Protagonisti della storia sono due fratelli, Sabina e Daniele, interpretati, nel film, dalla sempre bravissima Giovanna Mezzogiorno (Coppa Volpi per la migliore interpretazione femminile nel 2005) e da  Luigi Lo Cascio.
Sabina vive una vita normale ma, dopo la riesumazione e lo spostamento delle salme dei genitori, comincia ad avvertire un disagio legato ad incubi ricorrenti. Rendendosi conto che non ricorda la sua infanzia, decide, per le feste di Natale, di andare a trovare suo fratello, che vive negli Stati Uniti. Lì si renderà conto che anche il fratello ha delle problematiche legate al suo ruolo paterno.
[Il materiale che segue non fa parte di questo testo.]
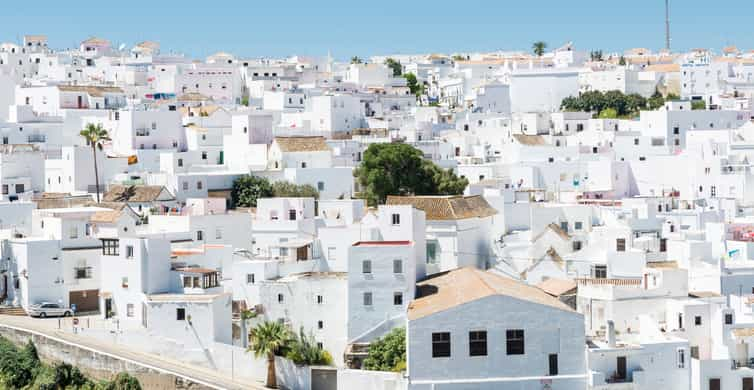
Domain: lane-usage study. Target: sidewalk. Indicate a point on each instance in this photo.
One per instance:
(194, 373)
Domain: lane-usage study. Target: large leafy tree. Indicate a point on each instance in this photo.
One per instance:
(400, 169)
(248, 189)
(395, 66)
(539, 48)
(388, 353)
(286, 189)
(266, 340)
(95, 136)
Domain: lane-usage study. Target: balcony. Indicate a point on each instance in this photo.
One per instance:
(36, 138)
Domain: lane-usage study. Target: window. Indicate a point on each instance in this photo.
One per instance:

A raccogliere le confidenze di Sabina la sua migliore amica, Emilia (Stefania Rocca), da sempre segretamente innamorata di lei e divenuta cieca; Maria (Angela Finocchiaro, David di Donatello 2006 come migliore attrice non protagonista) dovrà prendersi cura di lei durante la vacanza di Sabina e, alla fine, ognuno dei personaggi troverà una via d’uscita  alla propria infelicità.
Ad alleggerire l’atmosfera, rispetto al romanzo, è proprio la presenza di Angela Finocchiaro, bravissima come sempre e assolutamente esilarante.
Un romanzo da leggere, un film da vedere per chi non lo ha visto, da rivedere per coloro a cui è piaciuto.